How does Jordan Peterson’s rise, which begins toward the end of 2016 and explodes in January 2018, map to the cultural dominance of Feminism? According to the previous literature on this question (i.e. Scott Alexander’s blog), quite well.
There was a really interesting period in 2016 when the media was trying to decide whether to unite in character-assassinating Peterson the same way it had character-assassinated all previous people in this space, or treat him as some sort of interesting and potentially sympathetic phenomenon, and it decided on the interesting phenomenon angle. After that, being anti-SJW lost about 90% of its stigma, to the point where people would roll their eyes instead of freaking out. This New York Times article on the Intellectual Dark Web essentially turned the semi-respectability of anti-SJWism into common knowledge.
And here is Alexander’s more polished chart for Feminism, showing a plateau in interest from 2014-2016 followed by a clear decline.

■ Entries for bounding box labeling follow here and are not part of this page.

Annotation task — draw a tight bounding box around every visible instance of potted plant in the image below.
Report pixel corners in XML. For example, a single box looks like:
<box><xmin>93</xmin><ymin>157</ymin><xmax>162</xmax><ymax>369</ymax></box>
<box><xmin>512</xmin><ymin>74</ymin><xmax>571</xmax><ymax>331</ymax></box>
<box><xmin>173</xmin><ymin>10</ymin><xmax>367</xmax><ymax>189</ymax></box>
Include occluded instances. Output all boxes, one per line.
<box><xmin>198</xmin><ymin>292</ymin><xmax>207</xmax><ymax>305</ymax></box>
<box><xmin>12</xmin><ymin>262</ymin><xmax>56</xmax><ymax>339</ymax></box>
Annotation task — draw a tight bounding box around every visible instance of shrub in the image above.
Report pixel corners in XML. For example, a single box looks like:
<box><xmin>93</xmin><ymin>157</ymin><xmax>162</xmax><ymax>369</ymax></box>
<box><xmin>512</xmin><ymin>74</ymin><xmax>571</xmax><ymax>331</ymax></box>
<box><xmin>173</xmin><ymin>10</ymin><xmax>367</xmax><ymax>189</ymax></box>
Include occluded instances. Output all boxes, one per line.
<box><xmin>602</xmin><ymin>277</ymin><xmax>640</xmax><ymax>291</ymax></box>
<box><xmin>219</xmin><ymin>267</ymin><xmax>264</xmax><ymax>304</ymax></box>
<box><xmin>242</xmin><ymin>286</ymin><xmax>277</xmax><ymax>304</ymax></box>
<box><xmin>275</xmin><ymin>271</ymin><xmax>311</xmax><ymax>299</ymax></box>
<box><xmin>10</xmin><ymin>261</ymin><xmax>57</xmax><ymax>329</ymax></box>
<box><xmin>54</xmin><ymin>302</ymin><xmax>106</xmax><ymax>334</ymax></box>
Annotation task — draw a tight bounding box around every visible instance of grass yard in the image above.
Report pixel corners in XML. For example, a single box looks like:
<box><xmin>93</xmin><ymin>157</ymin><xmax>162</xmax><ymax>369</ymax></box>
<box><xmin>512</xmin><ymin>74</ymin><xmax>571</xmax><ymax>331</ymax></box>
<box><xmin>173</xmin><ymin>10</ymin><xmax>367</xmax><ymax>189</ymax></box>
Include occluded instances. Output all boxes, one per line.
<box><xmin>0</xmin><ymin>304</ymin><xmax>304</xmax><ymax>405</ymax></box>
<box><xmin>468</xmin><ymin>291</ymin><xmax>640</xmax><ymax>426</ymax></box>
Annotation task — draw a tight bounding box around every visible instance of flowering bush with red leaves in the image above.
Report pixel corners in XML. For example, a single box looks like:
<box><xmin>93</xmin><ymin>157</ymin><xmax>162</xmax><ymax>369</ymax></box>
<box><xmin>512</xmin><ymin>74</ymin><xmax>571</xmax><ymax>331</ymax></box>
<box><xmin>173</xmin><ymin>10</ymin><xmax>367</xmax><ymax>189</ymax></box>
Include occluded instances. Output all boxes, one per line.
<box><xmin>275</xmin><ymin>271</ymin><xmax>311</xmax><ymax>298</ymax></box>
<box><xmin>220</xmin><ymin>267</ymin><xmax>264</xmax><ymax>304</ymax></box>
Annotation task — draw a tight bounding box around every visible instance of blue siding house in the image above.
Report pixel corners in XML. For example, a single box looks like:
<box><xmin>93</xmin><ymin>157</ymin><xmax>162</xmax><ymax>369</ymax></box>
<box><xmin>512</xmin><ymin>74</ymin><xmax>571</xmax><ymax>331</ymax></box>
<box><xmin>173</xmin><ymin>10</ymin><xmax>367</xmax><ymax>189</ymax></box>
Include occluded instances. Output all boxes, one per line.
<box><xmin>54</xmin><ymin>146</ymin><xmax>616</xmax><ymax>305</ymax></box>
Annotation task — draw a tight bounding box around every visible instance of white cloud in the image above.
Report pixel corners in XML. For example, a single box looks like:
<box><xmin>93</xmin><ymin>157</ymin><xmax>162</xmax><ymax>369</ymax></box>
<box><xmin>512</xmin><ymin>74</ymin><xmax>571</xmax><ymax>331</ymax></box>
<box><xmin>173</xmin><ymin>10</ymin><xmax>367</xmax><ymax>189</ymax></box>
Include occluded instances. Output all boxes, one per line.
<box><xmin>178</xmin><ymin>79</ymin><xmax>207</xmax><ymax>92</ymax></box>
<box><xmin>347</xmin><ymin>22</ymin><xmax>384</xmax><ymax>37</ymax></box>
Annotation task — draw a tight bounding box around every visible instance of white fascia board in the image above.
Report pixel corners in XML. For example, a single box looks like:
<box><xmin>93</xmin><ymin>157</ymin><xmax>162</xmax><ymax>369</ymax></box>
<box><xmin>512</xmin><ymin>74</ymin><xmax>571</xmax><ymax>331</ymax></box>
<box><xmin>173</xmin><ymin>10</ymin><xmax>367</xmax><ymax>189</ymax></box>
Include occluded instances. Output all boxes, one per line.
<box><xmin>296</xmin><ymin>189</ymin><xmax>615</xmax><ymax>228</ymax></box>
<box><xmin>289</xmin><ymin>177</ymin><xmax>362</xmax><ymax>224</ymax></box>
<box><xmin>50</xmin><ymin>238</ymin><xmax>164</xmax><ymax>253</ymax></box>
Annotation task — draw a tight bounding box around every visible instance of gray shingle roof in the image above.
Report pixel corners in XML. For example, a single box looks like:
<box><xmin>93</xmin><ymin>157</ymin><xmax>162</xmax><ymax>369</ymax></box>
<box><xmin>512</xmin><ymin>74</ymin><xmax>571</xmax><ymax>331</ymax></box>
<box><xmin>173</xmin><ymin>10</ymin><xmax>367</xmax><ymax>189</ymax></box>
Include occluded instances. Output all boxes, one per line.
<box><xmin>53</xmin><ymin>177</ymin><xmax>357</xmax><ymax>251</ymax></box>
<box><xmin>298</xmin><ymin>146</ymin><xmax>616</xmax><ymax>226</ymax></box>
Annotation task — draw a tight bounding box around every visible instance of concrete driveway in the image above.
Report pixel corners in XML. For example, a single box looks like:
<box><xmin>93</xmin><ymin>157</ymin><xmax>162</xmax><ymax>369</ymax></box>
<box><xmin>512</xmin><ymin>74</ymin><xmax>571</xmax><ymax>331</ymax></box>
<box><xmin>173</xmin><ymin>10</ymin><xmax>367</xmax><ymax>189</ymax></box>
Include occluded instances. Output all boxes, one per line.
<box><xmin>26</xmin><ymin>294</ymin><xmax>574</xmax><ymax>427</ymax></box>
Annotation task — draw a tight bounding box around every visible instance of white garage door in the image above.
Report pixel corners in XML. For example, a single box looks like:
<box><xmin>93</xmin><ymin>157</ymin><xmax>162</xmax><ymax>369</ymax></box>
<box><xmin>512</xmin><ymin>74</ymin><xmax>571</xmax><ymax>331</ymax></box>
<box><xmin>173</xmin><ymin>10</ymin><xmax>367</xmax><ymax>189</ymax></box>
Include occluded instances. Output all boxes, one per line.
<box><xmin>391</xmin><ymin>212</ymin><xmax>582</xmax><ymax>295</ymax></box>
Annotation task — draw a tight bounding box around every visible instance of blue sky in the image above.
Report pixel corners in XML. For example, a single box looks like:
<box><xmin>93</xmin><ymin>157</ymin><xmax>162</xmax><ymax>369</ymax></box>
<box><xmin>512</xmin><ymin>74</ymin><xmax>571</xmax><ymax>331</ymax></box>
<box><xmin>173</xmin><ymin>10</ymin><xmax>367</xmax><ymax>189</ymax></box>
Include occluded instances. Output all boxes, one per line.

I would call all of this suggestive evidence rather than a precise proof of Peterson’s importance here, but it seems quite plausible to me that Bryan had a much easier path than he would have without him. On my initial read of Bryan’s book, I was struck by how similar some of their arguments on this topic really are.
Both highlight overlooked ways in which men have things worse than women…
Both emphasize the suffering inherent to the historical human condition…
And both believe culturally imbibed feminist ideals favor the concerns of elites over those of most women.
While Bryan is often one of the primary people pushing out the boundaries of discussion on topics he writes about, here he is in many ways operating within an Overton window that Jordan Peterson busted wide open.
The Importance of Mental Ordering
If I may indulge in just a little more self-promotion on Caplan related topics, here is a piece I wrote (again for Time Well Spent) that relates to one of the arguments we discuss on the podcast.
While this is really just an old email I wrote long before I ever thought about joining the blogosphere, I think it reads well enough to make me wonder if I majorly over scrutinize what I publish sometimes. Am I self-censoring too much? I feel that I ought to be much better at this by now than I was then, but I digress.
Bryan convincingly shows in “The Case Against Education” that students retain very little of the concrete knowledge they learn in school. They spend years on foreign languages they can’t speak more than a few words of, they fail basic tests of numeracy and scientific fact, and most people never wind up in jobs related to what they explicitly took classes on anyway. For most people, most of the time, it’s hard to argue that education makes people more productive (and thus higher paid) by teaching them tangible things that are easy to measure.
Bryan concludes that if we can’t design a test to show what students retain then there really can’t be much. But I’m not fully convinced. Like Tyler, I see the process of mental ordering as central to gaining knowledge and intelligence.
The key insight of my short essay is that effective learning does much more than simply add to the individual pieces of information that you already know. In subtle and hard to discern ways, it helps to organize the broader ecosystem of the mind toward more productive ends.
The apostate is sanctioned much more severely than a heretic
Re your point at the end about mental ordering being important for gaining knowledge and intelligence, if we have lots of evidence for very little knowledge gain, why assume we have any mental ordering going on? If there are intangible things happening that lead to tangible benefits downstream we put to be able to see those benefits downstream at some point, even if in an attenuated way.
I see the argument that schools teach kids to love learning, or teach them to learn to learn. Yet if the kids don’t love learning enough to read, or learn details and subjects, what evidence do we have that they are getting any benefit to their ability to learn?